HLS Split/Merge Library - 2023.2 English

Vitis High-Level Synthesis User Guide (UG1399)

Document ID

UG1399

Release Date

2023-12-18

Version

2023.2 English

Important: To use hls::split<> or hls::merge<> objects in your code include the header file hls_np_channel.h as shown in the example below.

For use in Dataflow processes, split/merge channels let you create one-to-many or many-to-one type channels to distribute data to multiple tasks, or aggregate data from multiple tasks. These channels have a built-in job scheduler using either a round-robin approach in which data are sequentially distributed or gathered across the channels, or a load balancing approach that is determined based on channel availability.

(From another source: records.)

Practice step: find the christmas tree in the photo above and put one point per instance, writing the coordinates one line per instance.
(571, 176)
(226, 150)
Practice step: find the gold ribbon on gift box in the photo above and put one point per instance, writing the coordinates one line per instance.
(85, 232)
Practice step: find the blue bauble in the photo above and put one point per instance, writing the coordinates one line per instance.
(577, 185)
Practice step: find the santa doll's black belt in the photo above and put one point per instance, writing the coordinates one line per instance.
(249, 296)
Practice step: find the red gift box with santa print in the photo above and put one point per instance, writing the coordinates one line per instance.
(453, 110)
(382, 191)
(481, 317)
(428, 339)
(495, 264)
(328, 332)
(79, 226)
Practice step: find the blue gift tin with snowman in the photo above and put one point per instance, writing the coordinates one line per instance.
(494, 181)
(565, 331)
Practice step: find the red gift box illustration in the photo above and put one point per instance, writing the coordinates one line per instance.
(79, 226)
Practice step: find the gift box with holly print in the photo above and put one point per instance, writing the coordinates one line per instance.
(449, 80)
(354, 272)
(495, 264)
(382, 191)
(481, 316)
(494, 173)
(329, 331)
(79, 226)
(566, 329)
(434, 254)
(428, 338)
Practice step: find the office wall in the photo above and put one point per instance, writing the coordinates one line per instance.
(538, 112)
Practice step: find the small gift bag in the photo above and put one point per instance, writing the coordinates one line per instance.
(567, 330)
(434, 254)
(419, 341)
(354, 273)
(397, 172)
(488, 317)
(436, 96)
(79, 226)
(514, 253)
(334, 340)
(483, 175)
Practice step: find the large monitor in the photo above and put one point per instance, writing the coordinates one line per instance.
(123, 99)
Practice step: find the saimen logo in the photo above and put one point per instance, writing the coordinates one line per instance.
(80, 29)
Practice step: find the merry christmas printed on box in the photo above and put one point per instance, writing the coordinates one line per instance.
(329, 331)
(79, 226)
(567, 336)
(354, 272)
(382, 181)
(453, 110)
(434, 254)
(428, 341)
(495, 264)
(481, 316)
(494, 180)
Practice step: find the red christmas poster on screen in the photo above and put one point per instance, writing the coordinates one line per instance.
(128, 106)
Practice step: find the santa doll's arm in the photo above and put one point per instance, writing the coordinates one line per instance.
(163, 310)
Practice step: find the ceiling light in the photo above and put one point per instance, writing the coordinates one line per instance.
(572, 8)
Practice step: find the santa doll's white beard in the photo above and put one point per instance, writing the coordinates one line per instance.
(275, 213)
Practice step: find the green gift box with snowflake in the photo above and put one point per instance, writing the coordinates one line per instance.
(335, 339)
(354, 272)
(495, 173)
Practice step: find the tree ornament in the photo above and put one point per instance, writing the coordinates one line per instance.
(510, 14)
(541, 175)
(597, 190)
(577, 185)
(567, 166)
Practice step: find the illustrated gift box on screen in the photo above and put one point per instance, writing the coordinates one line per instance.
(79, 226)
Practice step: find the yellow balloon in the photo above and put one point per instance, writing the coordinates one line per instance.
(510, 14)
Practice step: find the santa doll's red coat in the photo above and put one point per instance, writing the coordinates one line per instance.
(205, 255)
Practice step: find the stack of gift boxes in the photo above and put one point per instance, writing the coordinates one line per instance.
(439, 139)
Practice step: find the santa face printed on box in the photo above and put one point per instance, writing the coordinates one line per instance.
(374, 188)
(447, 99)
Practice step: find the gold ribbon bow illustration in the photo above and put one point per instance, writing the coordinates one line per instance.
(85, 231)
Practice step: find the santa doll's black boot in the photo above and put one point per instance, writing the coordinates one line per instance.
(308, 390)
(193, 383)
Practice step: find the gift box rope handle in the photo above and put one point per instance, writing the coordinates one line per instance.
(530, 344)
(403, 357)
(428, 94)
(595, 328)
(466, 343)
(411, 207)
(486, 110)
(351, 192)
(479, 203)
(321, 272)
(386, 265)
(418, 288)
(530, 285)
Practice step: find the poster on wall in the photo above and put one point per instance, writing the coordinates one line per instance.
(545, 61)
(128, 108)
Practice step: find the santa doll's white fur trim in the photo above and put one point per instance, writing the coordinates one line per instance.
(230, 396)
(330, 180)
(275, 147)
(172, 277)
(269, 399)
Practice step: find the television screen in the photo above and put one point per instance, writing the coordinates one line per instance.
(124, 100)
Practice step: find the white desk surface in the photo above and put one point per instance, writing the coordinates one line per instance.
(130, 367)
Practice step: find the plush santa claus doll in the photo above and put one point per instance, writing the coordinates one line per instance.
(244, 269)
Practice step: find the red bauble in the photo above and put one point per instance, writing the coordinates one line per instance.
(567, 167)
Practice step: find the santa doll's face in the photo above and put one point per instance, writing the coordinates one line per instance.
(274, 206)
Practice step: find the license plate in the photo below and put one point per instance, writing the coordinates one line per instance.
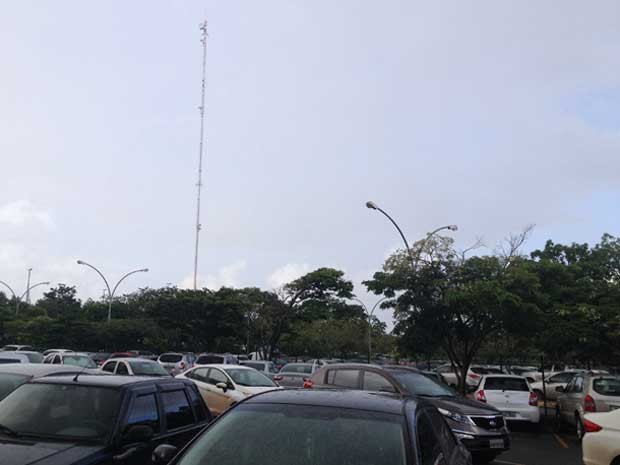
(496, 443)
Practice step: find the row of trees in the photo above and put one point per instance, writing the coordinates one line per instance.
(562, 301)
(311, 316)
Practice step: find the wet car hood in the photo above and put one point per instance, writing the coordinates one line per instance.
(26, 452)
(462, 405)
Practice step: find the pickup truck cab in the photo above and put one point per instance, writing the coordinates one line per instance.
(92, 419)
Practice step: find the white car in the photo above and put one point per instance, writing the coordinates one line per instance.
(551, 383)
(222, 386)
(512, 395)
(601, 443)
(133, 367)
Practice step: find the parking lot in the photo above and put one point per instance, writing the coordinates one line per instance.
(531, 446)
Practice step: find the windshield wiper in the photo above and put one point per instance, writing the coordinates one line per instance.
(8, 431)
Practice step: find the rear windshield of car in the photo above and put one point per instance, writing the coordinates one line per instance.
(210, 359)
(296, 368)
(607, 386)
(70, 412)
(505, 384)
(148, 369)
(9, 381)
(296, 434)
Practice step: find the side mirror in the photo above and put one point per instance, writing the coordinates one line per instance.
(138, 433)
(163, 454)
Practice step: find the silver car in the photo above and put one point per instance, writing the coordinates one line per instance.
(586, 393)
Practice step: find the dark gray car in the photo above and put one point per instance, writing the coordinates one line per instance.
(481, 428)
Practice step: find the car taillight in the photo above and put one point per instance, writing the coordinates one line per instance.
(591, 427)
(588, 404)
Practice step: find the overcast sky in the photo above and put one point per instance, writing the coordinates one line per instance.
(491, 115)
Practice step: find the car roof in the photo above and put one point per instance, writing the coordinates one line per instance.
(358, 400)
(107, 380)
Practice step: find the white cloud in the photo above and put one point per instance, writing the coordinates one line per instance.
(22, 212)
(227, 276)
(287, 273)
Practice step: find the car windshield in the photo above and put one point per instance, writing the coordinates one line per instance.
(249, 378)
(9, 382)
(276, 434)
(60, 411)
(607, 386)
(419, 384)
(148, 369)
(79, 361)
(296, 368)
(505, 384)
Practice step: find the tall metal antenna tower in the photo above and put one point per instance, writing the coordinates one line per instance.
(203, 29)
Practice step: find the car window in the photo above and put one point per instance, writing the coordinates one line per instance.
(376, 382)
(144, 411)
(216, 376)
(429, 445)
(346, 378)
(121, 369)
(109, 367)
(177, 410)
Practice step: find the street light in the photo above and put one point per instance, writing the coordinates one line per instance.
(27, 291)
(111, 292)
(369, 321)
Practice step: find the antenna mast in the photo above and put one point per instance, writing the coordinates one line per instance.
(201, 108)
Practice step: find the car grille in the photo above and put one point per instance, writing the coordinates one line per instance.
(496, 422)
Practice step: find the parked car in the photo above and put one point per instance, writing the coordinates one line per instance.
(551, 383)
(14, 375)
(13, 357)
(586, 393)
(70, 358)
(324, 427)
(217, 359)
(134, 367)
(176, 362)
(511, 395)
(264, 366)
(222, 386)
(481, 428)
(601, 443)
(15, 347)
(88, 420)
(295, 374)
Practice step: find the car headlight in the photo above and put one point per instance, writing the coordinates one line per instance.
(455, 416)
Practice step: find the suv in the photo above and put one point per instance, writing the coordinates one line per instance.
(481, 428)
(177, 362)
(217, 359)
(88, 420)
(586, 393)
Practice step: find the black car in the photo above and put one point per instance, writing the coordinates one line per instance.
(322, 427)
(481, 428)
(96, 419)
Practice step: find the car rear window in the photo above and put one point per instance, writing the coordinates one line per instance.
(505, 384)
(209, 359)
(607, 386)
(170, 358)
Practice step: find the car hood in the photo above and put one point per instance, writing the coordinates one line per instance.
(462, 406)
(26, 452)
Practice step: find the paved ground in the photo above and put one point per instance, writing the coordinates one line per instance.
(532, 446)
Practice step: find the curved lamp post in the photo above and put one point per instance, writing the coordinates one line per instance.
(19, 299)
(111, 291)
(369, 314)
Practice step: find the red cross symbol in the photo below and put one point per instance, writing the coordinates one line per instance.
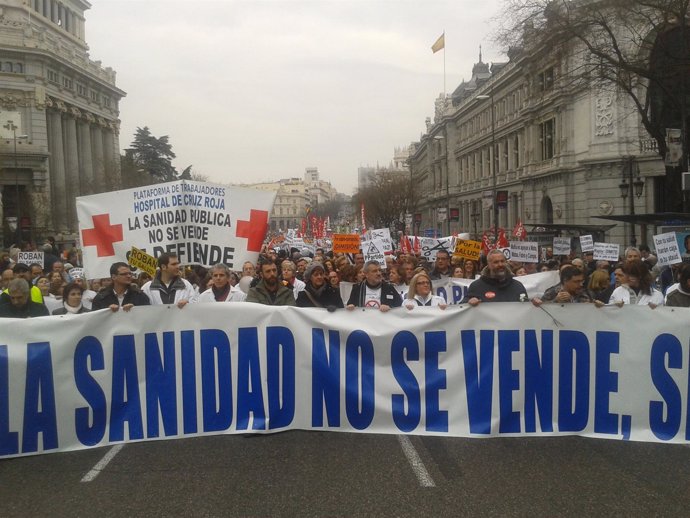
(254, 229)
(102, 235)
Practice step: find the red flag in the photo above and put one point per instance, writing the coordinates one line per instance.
(502, 241)
(364, 224)
(519, 230)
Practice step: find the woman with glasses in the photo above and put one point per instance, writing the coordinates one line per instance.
(419, 293)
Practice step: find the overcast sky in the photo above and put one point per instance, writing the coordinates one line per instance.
(253, 91)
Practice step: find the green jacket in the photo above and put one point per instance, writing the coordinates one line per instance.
(260, 295)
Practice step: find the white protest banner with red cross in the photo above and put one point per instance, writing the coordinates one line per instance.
(201, 223)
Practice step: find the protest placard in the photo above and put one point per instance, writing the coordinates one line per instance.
(346, 243)
(587, 243)
(143, 261)
(199, 222)
(524, 251)
(561, 246)
(31, 258)
(606, 251)
(467, 249)
(667, 251)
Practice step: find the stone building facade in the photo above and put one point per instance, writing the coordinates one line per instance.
(557, 153)
(59, 126)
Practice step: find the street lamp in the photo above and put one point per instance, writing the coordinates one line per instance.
(628, 187)
(11, 126)
(493, 158)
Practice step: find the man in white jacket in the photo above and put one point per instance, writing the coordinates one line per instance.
(167, 287)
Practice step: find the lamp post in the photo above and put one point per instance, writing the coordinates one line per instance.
(493, 159)
(629, 187)
(11, 126)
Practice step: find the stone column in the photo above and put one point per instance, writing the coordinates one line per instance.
(97, 159)
(57, 171)
(71, 165)
(85, 160)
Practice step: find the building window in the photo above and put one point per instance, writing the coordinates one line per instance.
(546, 137)
(545, 80)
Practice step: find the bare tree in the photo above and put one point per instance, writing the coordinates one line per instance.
(637, 48)
(388, 199)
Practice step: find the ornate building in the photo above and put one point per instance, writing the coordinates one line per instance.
(554, 153)
(59, 126)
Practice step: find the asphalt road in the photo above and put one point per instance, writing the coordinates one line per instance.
(342, 474)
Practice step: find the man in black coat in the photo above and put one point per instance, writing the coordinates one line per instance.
(123, 294)
(373, 291)
(20, 304)
(496, 283)
(318, 293)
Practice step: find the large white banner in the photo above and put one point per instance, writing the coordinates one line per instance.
(501, 369)
(202, 223)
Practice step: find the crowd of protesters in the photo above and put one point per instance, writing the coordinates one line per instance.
(300, 278)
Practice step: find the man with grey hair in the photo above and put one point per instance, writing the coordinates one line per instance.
(20, 304)
(495, 283)
(221, 290)
(373, 291)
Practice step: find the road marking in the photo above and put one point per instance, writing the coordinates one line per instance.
(415, 461)
(100, 466)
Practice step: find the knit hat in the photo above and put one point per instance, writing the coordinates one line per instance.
(310, 269)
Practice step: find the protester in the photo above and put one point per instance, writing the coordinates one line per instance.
(22, 271)
(168, 287)
(680, 297)
(317, 293)
(19, 303)
(373, 291)
(221, 289)
(71, 300)
(419, 293)
(442, 269)
(121, 292)
(495, 283)
(570, 289)
(269, 291)
(289, 271)
(638, 288)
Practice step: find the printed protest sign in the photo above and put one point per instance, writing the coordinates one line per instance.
(606, 251)
(201, 223)
(561, 246)
(524, 251)
(667, 251)
(431, 245)
(346, 243)
(373, 250)
(587, 243)
(467, 249)
(143, 261)
(31, 258)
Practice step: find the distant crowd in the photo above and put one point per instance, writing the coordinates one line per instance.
(301, 278)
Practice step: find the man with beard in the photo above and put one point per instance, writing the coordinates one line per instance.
(318, 293)
(268, 290)
(20, 304)
(496, 283)
(122, 293)
(221, 290)
(373, 291)
(570, 289)
(168, 286)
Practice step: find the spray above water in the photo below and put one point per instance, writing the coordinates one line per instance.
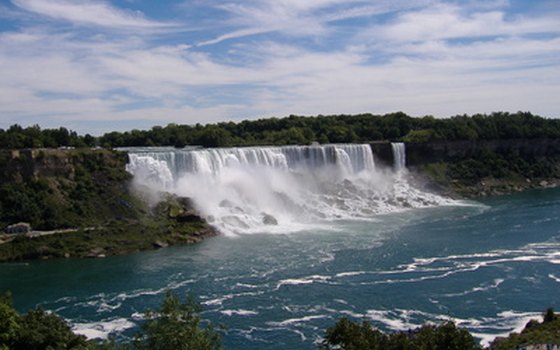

Tip: Load balancing can lead to non-deterministic results in RTL/Co-simulation. In this case, you will need to write a test bench that is agnostic as to the order of results.

As shown in the figure below, data is read from an input stream and split through the round-robin scheduler mechanism, and distributed to associated worker tasks. After a worker completes the task, it writes the output which is merged also using the round-robin scheduler, into a single stream.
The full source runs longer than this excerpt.